That looks amazing Bear, just perfect mmm


----------



## bbally (Oct 9, 2010)

looks like an excellent result!


----------



## deannc (Oct 9, 2010)

Bear - you keep on leading and I'll follow you down this smoky road!  That looks absolutely delicious!  Not sure how I missed this post until now, but man, that does look soooo good!


----------



## Bearcarver (Oct 10, 2010)

pandemonium said:


> That looks amazing Bear, just perfect mmm


Thanks Pande!


 


bbally said:


> looks like an excellent result!


Thanks Bob,

And thanks again for the tips!

Bear

 


DeanNC said:


> Bear - you keep on leading and I'll follow you down this smoky road!  That looks absolutely delicious!  Not sure how I missed this post until now, but man, that does look soooo good!


Thanks Dean--Your posts are great too!


----------



## coacher72 (Oct 10, 2010)

Wow! that is one good looking piece of meat. We always have rib roast for Christmas. This year it will go into the smoker. Thanks. By the way approx. how long did it take to get to your internal temp. you wanted?


----------



## Bearcarver (Oct 10, 2010)

Coacher72 said:


> Wow! that is one good looking piece of meat. We always have rib roast for Christmas. This year it will go into the smoker. Thanks. By the way approx. how long did it take to get to your internal temp. you wanted?

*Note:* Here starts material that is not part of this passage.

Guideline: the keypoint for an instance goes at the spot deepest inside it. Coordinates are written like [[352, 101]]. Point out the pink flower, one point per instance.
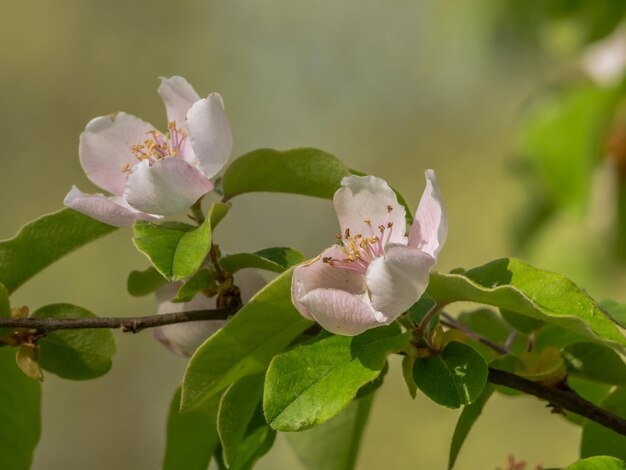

That was in the first part, above the pics:

10:30--Pre-heat MES to 260˚. Put boiled water in water pan, small drip pan on third shelf, and load A-MAZE-N-SMOKER with Cherry Dust.
11:30--Put roast on second shelf, and light AMNS, and put that in. Reset heat to 230˚.
1:00---Sterilize meat probe, & insert into center of roast. Temp at this point was 75˚.
2:00---Roast internal temp--101˚.
2:30---Roast IT--118˚.
3:00---Roast IT--130˚.
3:30---Roast IT--137˚.  

So that was 4 hours (11:30 to 3:30) to get to 137˚

I suppose if I wasn't having to hold it as long as I did, another 1/2 hour out of the smoker, but covered, would have brought it to about 142˚ too.

Bear


----------



## rbranstner (Oct 10, 2010)

Bear that looks SOOOO AWESOME! Prime Rib is one thing I have yet to smoke as well and I love it so much I don't know why I don't. Might have to have some people over for dinner some night and make one. Thanks for the Qview.


----------



## Bearcarver (Oct 10, 2010)

rbranstner said:


> Bear that looks SOOOO AWESOME! Prime Rib is one thing I have yet to smoke as well and I love it so much I don't know why I don't. Might have to have some people over for dinner some night and make one. Thanks for the Qview.




Thanks,

Glad I could pay you back for some of the stuff I got from you!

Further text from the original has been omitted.